А кто подойдет на эту должность лучше, чем праздный летный офицер из подразделения специальных операций? Цепи были напоминанием, что я узник, а не работник. Напоминанием прежде всего для повара и его сподручных, я думаю, но повар был до того отвратителен и жалок, что не заметил бы, даже будь я в одежде Фюрера, пока мог дотянуться до моей груди.
И... Я позволяла ему. Вы могли бы подумать, что ради еды, но нет! (Хотя старый хрыч очень щедро позволил мне пировать кожурой от картошки. Сама же я ничего не чистила, потому что они предусмотрительно не дали мне нож.) Нет, тело, как и душу, я продала за бумагу.
Подвал Шато де Бордо представлял собою лабиринт странностей. Довольно жутких. Несколько комнат (например, с холодильными установками и печами) они явно использовали для кошмарных экспериментов, но большинство камер пустовали, потому что были недостаточно безопасными и слишком темными для продуктивной работы. Повсюду по-прежнему валялась кухонная утварь отеля — огромные кофейники, медные кастрюли размером с ванную, пустые бутылки из-под молока и вина, банки от варенья, а в коридоре до сих пор висели засаленные голубые фартуки. Несчетное количество служебных лифтов и ресторанных подъемников когда-то работали для перевозки подносов и ящиков, доставлявшихся с главной улицы, а изучая один небольшой подъемник (выискивая способ сбежать на нем, если сумею протиснуться туда), я нашла бумагу — стопки неиспользованных бланков заказа, вышвырнутых в лифт с глаз долой, чтобы не мешали.
Я думала о Саре Кру из «Маленькой принцессы», которая притворялась, будто она узница Бастилии, чтобы сделать свою работу посудомойкой более сносной. И знаете... Я так не могу. Что толку притворяться заключенной в Бастилии? Два дня я провела в цепях, под землей, под присмотром монстра. Ариадна в лабиринте Минотавра? (Жаль, что не подумала об этом раньше.) Но, в любом случае, я была слишком занята рабским трудом, чтобы представлять себя кем-то другим.

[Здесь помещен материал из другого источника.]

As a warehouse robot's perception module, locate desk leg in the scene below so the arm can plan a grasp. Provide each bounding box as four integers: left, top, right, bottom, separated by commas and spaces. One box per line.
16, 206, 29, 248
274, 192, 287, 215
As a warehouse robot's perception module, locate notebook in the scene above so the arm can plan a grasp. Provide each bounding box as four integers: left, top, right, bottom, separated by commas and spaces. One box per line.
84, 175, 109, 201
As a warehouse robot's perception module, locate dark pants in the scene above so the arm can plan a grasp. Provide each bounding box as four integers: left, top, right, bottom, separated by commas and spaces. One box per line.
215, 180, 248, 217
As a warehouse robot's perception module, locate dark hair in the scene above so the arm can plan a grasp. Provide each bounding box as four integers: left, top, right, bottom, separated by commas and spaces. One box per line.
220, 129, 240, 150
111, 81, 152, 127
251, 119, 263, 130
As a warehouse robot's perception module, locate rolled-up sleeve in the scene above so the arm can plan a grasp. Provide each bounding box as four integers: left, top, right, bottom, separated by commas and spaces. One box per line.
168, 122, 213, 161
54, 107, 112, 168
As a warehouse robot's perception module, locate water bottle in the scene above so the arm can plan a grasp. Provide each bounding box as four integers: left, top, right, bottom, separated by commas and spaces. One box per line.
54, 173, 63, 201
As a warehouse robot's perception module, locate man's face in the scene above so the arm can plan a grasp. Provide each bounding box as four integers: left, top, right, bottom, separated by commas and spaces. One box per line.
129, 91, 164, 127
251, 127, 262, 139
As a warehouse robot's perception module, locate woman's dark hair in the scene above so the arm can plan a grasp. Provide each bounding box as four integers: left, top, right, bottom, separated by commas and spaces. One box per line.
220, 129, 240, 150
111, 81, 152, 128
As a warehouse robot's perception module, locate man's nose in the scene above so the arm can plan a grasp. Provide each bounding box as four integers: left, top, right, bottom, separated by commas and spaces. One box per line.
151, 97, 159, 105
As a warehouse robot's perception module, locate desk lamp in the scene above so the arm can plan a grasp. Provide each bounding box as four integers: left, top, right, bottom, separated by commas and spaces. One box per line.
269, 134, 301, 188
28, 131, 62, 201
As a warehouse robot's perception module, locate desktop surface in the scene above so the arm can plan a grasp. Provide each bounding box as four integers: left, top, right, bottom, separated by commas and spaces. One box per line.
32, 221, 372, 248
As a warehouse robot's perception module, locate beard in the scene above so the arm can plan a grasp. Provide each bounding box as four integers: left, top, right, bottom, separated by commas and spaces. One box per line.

Поэтому... Я собираюсь забрать эти бланки с собой, как плату за грязные приставания, и попытаюсь пресечь дальнейшие попытки, сказав, что я личный плед в шотландскую клетку фон Линдена и что Гауптштурмфюреру не очень понравится, если повар надругается надо мной.
Господи! Как выбрать между инквизитором Гестапо и тюремным поваром?
Конечно же, мне не разрешили забрать бумагу к себе в камеру (думаю, для того, чтобы я не смогла порвать ее на полоски, сплести из них веревку и повеситься), поэтому пришлось выжидать момента в коридоре, пока фон Линден был занят кем-то другим. Так я и стояла, скукожившись в углу, скованная цепями по рукам и ногам, и сжимала стопку пустых бланков, стараясь не обращать внимания на то, что они делают с пальцами Жака посредством раскаленного металла и щипцов.
Спустя час или около того этой утомляющей мелодрамы, ф.Л. сделал перерыв, чтобы побеседовать со мной. С самой холодной дворянской интонацией я сказала ему, какая убогая, должно быть, империя Третьего Рейха, раз не может позволить себе обеспечить бумагой таких предателей-информаторов, как я, и упомянула о том тупом животном на кухне и его исподнем, который очень разочарован ходом войны (Италия пала, немецкие города и фабрики разбомбили вдребезги, а весь мир ждет нападения союзных сил в ближайший год — и благодаря всему этому я и Жаки здесь, пойманы при попытке поторопить нападение).
Фон Линден хочет знать, читала ли я «Фунты лиха в Париже и Лондоне»38 Оруэлла.
Жалею, что удовлетворила его своим изумлением. Ох! Наверное, когда-то я обронила, что люблю Оруэлла. И о чем я думала?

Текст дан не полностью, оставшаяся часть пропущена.